Bolsas para mestrados em Portugal e na Espanha

Surgiu uma pergunta no Orkut na comunidade sobre Bolsas de Estudo no Exterior. Respondi por lá, mas transformei o conteúdo em um pequeno post para que mais gente possa ter acesso à informação. Bom, em primeiro lugar confesso que não pesquisei profundamente sobre mestrados na terrinha – nada contra Rafa! (minha irmã mora em Lisboa). Mas o que encontrei, não foi muito animador... ao menos na área de comunicação e artes, onde mantive o foco...

Por lá, existe o Instituto Camões, do governo português, que oferece bolsas... A Fundação Kalouste Gulbenkian também tem algumas opções para estudantes internacionais. No geral, é preciso inicialmente ser aprovado pela universidade para o mestrado e depois pedir a bolsa. Algumas que pesquisei cobra uma taxa de inscrição para olharem seus documentos.

Depois desta etapa é que se pode pedir a bolsa (existem exceções, fique atento!), mas nem todas cobrem integralmente o valor das mensalidades. Na Espanha é parecido e o processo mais popular é da Fundação Carolina. Os mestrados em Portugal e Espanha são 95% pagos... e bem pagos, especialmente para quem vive em real. Para cidadãos europeus, a coisa muda de figura Então, caso você tenha cidadania portuguesa ou qualquer outra européia vai encontrar muitos cursos gratuitos e terá sua vida facilitada na península ibérica.

No entanto, embora leia-se muito sobre parcerias educacionais entre Brasil e Portugal, acordos de cooperação, isso e aquilo, não há qualquer facilidade na hora de conquistar uma vaga pelo fato de ter passaporte brasileiro. Ao contrário, por causa do idioma, a concorrência com outros brasileiros é infinitamente maior. Reconhecimento de diploma para exercício da profissão, então, é um capítulo burocrático, logo e pedregoso à parte...

Bom, de qualquer forma, não adianta escolher Portugal ou Espanha apenas por não não dominar inglês. A internacionalização tem levado a Europa a mesclar idiomas e algumas matérias podem ser dadas por professores convidados em inglês. Mesmo que isso não ocorra, as faculdades pedem proficiência em Inglês como pré-requisito. Até mesmo no Brasil, para qualquer mestrado, é preciso saber um segundo idioma! Então, fica a dica, para quem já tem o Toefl, é muito mais fácil encontrar mestrados gratuitos em outros países do que em Portugal e Espanha. De qualquer forma, boa sorte aos navegantes!
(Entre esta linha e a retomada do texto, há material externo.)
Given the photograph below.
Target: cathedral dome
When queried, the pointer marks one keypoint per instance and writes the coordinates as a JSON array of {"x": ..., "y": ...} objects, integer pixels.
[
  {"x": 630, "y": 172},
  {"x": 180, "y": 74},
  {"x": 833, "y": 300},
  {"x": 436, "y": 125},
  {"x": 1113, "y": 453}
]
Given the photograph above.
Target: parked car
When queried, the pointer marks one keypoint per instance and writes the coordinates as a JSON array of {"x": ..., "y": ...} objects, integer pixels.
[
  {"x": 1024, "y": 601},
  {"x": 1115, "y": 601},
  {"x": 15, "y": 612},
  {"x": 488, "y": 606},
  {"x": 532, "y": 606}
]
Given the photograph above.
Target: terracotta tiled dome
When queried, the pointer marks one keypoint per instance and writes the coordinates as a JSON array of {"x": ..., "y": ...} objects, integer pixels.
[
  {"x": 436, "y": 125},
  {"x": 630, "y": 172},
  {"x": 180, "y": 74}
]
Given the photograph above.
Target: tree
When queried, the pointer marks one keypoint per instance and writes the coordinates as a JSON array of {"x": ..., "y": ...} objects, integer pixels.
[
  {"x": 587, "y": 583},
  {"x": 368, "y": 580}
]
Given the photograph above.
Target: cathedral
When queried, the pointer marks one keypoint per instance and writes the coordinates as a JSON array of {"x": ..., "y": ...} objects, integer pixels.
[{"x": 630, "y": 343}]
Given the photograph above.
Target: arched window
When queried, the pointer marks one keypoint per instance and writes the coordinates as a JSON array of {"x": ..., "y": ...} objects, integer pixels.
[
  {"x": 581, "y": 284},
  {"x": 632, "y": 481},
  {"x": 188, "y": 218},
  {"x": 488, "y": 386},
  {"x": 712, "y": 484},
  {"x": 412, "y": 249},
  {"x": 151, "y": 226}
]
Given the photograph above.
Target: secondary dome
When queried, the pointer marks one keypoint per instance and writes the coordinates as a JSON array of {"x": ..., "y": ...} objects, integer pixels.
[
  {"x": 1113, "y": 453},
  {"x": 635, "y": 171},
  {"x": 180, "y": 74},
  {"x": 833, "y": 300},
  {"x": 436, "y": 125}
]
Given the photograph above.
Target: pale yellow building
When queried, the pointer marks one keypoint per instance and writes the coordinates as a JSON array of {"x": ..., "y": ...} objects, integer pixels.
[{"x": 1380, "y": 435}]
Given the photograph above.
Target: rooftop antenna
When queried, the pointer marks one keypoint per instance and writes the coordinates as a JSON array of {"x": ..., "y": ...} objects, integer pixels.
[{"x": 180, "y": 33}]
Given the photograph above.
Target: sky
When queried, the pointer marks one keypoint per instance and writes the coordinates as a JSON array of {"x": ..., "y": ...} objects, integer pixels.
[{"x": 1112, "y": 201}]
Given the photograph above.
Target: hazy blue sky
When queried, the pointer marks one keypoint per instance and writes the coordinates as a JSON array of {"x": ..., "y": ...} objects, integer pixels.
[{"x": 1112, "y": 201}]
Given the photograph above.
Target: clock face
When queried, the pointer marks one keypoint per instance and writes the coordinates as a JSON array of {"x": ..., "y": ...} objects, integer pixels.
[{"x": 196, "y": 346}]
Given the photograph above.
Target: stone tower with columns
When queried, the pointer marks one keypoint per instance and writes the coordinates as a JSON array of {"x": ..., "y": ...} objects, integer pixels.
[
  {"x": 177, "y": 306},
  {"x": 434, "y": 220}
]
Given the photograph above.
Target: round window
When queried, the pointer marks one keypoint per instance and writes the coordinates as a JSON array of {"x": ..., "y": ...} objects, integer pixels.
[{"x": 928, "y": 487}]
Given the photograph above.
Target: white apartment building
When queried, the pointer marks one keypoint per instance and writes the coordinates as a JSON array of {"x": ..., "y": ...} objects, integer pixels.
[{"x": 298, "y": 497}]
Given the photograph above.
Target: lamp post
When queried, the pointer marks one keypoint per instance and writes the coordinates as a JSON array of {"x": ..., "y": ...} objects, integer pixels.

Dica de viagem: Os acordos educacionais entre Brasil e Portugal são lindos... na teoria e, na maioria, permanecem nas gavetas assinamos, mas sem regulamentação para que possam ser efetivamente aplicados. Na prática, o que funciona melhor são as parcerias diretas entre universidades. Você buscar cursos de mestrado que tenham parcerias com universidades européias... Lisboa, Porto e Salamanca, na Espanha, estão entre os destinos mais comuns. É provável que você possa fazer um semestre ou um ano do mestrado fora por conta destes acordos internacionais e, dessa forma – mesmo em universidades particulares brasileiras – ficar isento da mensalidade.